Some of this equation contains equations that are too complex to solve efficiently, so SDS replaces them with randomly sampled noise at each step. Researchers at MIT found that this noise makes 3D shapes look blurry or cartoonish.
approximate answer
Instead of trying to solve this cumbersome formula exactly, the researchers tested approximate methods until they identified the best one. Rather than randomly sampling noise terms, their approximation technique infers missing terms from the current 3D shape rendering.
“Doing this produces sharp, realistic-looking 3D shapes, as the paper’s analysis predicts,” he says.
Additionally, the researchers increased the image rendering resolution and adjusted several model parameters to further improve the quality of the 3D shapes.
Ultimately, they were able to create smooth, realistic-looking 3D shapes using an off-the-shelf, pre-trained image diffusion model without the need for costly retraining. 3D objects are as sharp as objects created using other methods that rely on ad hoc solutions.
“If you blindly try different parameters, sometimes it works and sometimes it doesn’t, but you don’t know why.
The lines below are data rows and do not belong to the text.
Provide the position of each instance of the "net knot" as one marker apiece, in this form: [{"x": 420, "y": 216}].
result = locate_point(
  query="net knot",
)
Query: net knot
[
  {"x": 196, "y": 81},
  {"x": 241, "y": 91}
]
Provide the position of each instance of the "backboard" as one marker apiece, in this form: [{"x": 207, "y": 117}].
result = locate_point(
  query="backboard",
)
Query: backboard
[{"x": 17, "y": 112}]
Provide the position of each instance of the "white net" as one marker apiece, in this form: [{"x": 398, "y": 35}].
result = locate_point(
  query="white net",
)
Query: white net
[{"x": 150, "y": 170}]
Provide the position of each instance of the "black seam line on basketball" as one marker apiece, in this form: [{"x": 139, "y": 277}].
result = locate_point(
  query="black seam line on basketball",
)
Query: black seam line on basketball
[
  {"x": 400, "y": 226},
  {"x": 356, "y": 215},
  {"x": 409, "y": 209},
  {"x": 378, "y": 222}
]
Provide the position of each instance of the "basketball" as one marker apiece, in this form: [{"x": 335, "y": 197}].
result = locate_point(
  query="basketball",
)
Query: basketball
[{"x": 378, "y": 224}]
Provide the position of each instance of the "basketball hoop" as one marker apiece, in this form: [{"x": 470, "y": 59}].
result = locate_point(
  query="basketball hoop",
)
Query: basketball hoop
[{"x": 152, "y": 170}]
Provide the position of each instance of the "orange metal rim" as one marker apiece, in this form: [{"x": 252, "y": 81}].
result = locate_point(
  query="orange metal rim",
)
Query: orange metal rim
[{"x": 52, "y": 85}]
You know this is the equation you need to solve. We can now think of more efficient ways to do things,” he says.
Because their method relies on a pre-trained diffusion model, it inherits that model’s biases and shortcomings and is prone to hallucinations and other failures. Improving the underlying diffusion model would enhance the process.
In addition to studying the formula and considering how to solve it more effectively, the researchers are interested in exploring how these insights can improve image editing techniques.
Funding for this research was provided in part by Toyota Research Institute, U.S. National Science Foundation, Singapore Defense Science and Technology Agency, U.S. Information Advanced Research Projects Activity, Amazon Science Hub, IBM, U.S. Army Research Office, CSAIL Future of Data Program, and Wistron Corporation. , and the MIT-IBM Watson AI Laboratory.